Evaluate the Safety and Feasibility of Allogeneic Mesenchymal Stem Cells in Patients With Multiple Sclerosis

Phase 1

Completed

• Conditions: Secondary-Progressive Multiple Sclerosis; Multiple Sclerosis; Mesenchymal Stem Cells
• Interventions: Biological: Allogenic placenta derived mesenchymal stem cells

• Registration Number: NCT06360861
• Lead Sponsor: Tehran University of Medical Sciences

Brief Summary

To assess the safety and of a single dose of IV infusion of placenta derived Mesenchymal Stem Cells (PLMSCs) in patients with secondary progressive Multiple Sclerosis (SPMS) disease.

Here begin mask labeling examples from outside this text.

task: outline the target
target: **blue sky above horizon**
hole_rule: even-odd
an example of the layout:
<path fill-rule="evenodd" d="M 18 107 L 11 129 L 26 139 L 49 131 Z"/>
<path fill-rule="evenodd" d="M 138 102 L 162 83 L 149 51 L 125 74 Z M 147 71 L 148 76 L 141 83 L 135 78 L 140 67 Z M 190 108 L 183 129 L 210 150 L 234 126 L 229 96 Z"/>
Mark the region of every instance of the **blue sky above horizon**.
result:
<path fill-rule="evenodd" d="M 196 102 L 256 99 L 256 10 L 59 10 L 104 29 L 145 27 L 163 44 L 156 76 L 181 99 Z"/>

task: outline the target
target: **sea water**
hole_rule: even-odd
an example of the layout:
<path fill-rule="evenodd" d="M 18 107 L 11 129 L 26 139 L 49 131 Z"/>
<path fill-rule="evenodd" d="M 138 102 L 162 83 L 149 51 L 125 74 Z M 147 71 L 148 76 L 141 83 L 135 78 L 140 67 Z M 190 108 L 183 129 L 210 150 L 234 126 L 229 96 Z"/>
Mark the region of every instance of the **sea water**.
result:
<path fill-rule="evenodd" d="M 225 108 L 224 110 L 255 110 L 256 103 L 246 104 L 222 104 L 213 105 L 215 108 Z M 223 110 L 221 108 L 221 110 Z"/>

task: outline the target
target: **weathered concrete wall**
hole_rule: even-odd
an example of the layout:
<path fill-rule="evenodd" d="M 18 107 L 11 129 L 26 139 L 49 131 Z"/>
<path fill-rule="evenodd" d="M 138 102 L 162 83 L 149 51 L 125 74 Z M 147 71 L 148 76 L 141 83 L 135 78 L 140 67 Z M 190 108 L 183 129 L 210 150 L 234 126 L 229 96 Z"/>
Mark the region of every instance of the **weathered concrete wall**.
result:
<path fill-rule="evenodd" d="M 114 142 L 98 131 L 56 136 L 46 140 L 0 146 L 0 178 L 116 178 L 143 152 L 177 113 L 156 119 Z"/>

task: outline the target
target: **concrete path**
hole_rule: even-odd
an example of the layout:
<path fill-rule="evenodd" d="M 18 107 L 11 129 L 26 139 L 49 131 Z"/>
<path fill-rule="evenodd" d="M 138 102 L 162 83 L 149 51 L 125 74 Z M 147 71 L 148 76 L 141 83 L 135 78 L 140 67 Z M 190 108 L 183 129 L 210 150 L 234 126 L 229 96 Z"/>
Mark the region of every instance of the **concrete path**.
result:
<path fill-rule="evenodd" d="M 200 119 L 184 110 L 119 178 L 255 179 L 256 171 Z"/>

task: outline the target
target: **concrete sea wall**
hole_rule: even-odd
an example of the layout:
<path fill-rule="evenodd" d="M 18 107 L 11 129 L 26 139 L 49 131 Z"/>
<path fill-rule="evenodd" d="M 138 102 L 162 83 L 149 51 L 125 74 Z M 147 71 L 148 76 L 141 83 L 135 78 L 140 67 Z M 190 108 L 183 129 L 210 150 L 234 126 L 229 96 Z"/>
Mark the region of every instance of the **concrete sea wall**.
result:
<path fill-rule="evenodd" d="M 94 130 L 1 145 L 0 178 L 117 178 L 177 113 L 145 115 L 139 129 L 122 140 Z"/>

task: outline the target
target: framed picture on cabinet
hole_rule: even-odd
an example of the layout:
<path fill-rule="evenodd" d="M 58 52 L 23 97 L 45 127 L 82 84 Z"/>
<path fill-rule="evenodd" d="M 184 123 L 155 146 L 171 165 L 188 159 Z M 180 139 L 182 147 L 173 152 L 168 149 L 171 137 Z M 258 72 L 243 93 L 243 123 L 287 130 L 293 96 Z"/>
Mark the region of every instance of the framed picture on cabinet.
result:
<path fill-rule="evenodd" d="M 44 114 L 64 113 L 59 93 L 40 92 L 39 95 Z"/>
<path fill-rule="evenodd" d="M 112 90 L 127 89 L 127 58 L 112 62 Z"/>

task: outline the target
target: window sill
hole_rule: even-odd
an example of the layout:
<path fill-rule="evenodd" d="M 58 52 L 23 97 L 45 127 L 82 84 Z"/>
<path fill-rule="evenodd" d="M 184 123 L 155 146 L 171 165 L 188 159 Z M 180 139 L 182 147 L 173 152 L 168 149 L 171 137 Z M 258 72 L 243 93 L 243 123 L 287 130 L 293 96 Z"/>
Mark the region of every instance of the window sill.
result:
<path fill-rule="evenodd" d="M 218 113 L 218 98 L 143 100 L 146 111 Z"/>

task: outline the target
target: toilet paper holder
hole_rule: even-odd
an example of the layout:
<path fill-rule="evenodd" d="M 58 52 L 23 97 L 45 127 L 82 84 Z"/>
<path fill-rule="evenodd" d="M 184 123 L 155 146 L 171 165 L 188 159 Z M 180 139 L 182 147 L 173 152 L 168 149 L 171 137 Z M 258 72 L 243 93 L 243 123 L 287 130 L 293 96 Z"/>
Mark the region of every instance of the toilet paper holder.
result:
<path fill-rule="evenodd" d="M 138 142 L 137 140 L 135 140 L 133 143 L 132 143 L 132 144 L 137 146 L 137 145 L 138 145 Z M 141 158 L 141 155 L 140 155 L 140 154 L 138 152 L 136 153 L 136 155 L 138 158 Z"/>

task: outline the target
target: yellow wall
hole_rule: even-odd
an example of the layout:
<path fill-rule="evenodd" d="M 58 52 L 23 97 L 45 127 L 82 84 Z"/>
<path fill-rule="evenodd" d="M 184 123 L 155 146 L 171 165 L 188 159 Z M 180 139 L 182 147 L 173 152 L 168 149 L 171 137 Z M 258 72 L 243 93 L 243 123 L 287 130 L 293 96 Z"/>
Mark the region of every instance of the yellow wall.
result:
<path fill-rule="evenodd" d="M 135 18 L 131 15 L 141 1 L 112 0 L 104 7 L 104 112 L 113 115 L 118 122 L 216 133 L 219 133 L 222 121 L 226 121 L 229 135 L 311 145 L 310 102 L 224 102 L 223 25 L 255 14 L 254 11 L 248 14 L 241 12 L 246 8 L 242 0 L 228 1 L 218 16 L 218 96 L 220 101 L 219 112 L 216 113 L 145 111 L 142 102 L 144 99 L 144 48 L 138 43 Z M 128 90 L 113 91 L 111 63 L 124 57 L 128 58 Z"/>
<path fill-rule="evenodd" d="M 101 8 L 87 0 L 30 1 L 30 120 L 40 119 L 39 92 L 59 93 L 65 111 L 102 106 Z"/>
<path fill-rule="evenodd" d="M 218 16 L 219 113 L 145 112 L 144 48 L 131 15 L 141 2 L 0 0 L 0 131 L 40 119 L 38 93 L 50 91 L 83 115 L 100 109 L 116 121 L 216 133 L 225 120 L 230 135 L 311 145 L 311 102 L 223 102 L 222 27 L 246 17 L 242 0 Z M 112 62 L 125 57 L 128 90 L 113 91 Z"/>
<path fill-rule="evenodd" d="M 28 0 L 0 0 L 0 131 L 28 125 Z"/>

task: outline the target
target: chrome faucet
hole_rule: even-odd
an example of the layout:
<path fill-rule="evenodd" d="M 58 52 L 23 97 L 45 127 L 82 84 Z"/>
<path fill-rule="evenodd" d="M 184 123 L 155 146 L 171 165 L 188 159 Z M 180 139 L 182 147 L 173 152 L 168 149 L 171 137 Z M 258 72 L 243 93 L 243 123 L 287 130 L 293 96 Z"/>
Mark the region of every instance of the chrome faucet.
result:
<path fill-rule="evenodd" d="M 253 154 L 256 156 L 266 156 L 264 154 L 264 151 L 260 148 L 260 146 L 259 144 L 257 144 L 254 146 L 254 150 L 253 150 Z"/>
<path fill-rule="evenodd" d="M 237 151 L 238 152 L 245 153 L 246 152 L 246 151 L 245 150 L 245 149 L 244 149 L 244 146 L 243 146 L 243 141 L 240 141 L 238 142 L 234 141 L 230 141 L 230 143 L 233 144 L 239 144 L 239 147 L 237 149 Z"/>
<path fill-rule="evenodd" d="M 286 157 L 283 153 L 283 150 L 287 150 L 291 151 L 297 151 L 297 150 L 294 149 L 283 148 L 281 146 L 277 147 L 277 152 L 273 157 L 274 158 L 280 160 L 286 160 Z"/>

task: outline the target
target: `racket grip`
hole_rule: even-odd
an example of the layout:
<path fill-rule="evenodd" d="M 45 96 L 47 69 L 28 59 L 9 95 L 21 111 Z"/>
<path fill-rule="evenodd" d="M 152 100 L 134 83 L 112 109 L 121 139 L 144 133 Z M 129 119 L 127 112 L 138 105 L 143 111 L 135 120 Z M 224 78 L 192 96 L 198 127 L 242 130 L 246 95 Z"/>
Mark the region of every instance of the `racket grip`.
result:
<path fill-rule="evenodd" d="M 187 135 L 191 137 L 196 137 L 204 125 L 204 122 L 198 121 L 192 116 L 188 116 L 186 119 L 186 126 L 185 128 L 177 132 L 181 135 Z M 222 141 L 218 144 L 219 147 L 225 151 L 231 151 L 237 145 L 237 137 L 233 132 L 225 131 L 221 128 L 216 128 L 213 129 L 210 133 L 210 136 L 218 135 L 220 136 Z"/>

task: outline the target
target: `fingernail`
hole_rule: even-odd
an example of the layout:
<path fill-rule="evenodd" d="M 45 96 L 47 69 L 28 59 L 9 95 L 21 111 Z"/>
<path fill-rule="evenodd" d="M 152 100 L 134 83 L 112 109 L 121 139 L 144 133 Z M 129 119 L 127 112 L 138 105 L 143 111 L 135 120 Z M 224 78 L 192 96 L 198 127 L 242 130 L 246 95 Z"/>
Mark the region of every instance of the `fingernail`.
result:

Monitoring will be encompassed baseline assessments and follow-ups over subsequent months, evaluating clinical signs, Expanded Disability Status Scale (EDSS), cytokines, diffusion tensor imaging (DTI), functional MRI (fMRI), cognitive \& psychological evaluations, and flow cytometry for B cell markers.

Detailed Description

This open-label phase I study will be conducted in MS Clinic of Sina and Shariati Hospital of Tehran province .

In this study, diagnosis and management of MS patients will be performed based on McDonald's criteria and Iran's diagnostic and treatment protocols.

The patients will be received a single injection of PLMSCs through the intravenous cannula.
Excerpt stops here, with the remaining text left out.